Zusman Child Development Center, Soroka University Medical Center, Beer-Sheva, Israel; Joyce and Irving Goldman Medical School, Faculty of Health Sciences, Ben-Gurion University, Beer-Sheva, Israel.
Zusman Child Development Center, Soroka University Medical Center, Beer-Sheva, Israel; Joyce and Irving Goldman Medical School, Faculty of Health Sciences, Ben-Gurion University, Beer-Sheva, Israel.
Eur J Paediatr Neurol. 2021 May;32:36-39. doi: 10.1016/j.ejpn.2021.03.008. Epub 2021 Mar 11.
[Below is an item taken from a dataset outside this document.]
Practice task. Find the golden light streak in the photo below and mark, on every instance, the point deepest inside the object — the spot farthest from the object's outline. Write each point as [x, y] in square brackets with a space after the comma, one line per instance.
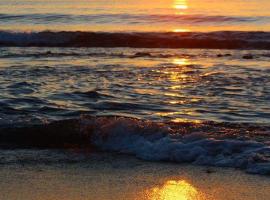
[175, 190]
Ataxia-Telangiectasia (A-T) is a neurodegenerative disease caused by bi-allelic mutations in the Ataxia-Telangiectasia-Mutated (ATM) gene. Complete lack of ATM activity leads to severe A-T and mutations allowing for residual activity cause a milder phenotype, termed variant A-T. There are only sparse data on the variability in phenotypes of variant A-T patients carrying the same mutations. A retrospective study of 15 patients with variant A-T, all double homozygous for the same mutations was conducted. The age of first symptom ranged from 4-180 months, including: truncal ataxia at <18 months of age in 9 patients, ataxia and instability only during fever in one patient, dystonia in one patient and malignancy in 4 patients. Global developmental delay and occulo-motor apraxia were recorded in 4/14 patients. Variant A-T patients with the same mutations in ATM, have variable phenotypes. Environmental, epigenetic, and post translational factors are likely to play a role in creation of the phenotype in variant A-T patients.
共济失调毛细血管扩张症(A-T)是一种神经退行性疾病,由 Ataxia-Telangiectasia-Mutated(ATM)基因的双等位基因突变引起。完全缺乏 ATM 活性会导致严重的 A-T,而允许残留活性的突变则导致更温和的表型,称为变异型 A-T。关于携带相同突变的变异型 A-T 患者表型的可变性仅有稀疏的数据。对 15 名变异型 A-T 患者进行了回顾性研究,所有患者均为相同突变的双纯合子。首发症状的年龄从 4-180 个月不等,包括:9 名患者在 <18 个月时出现躯干性共济失调,1 名患者仅在发热时出现共济失调和不稳定,1 名患者出现肌张力障碍,4 名患者出现恶性肿瘤。在 4/14 名患者中记录了全面发育迟缓和眼球运动性失用症。ATM 中具有相同突变的变异型 A-T 患者具有不同的表型。环境、表观遗传和翻译后因素可能在变异型 A-T 患者的表型形成中起作用。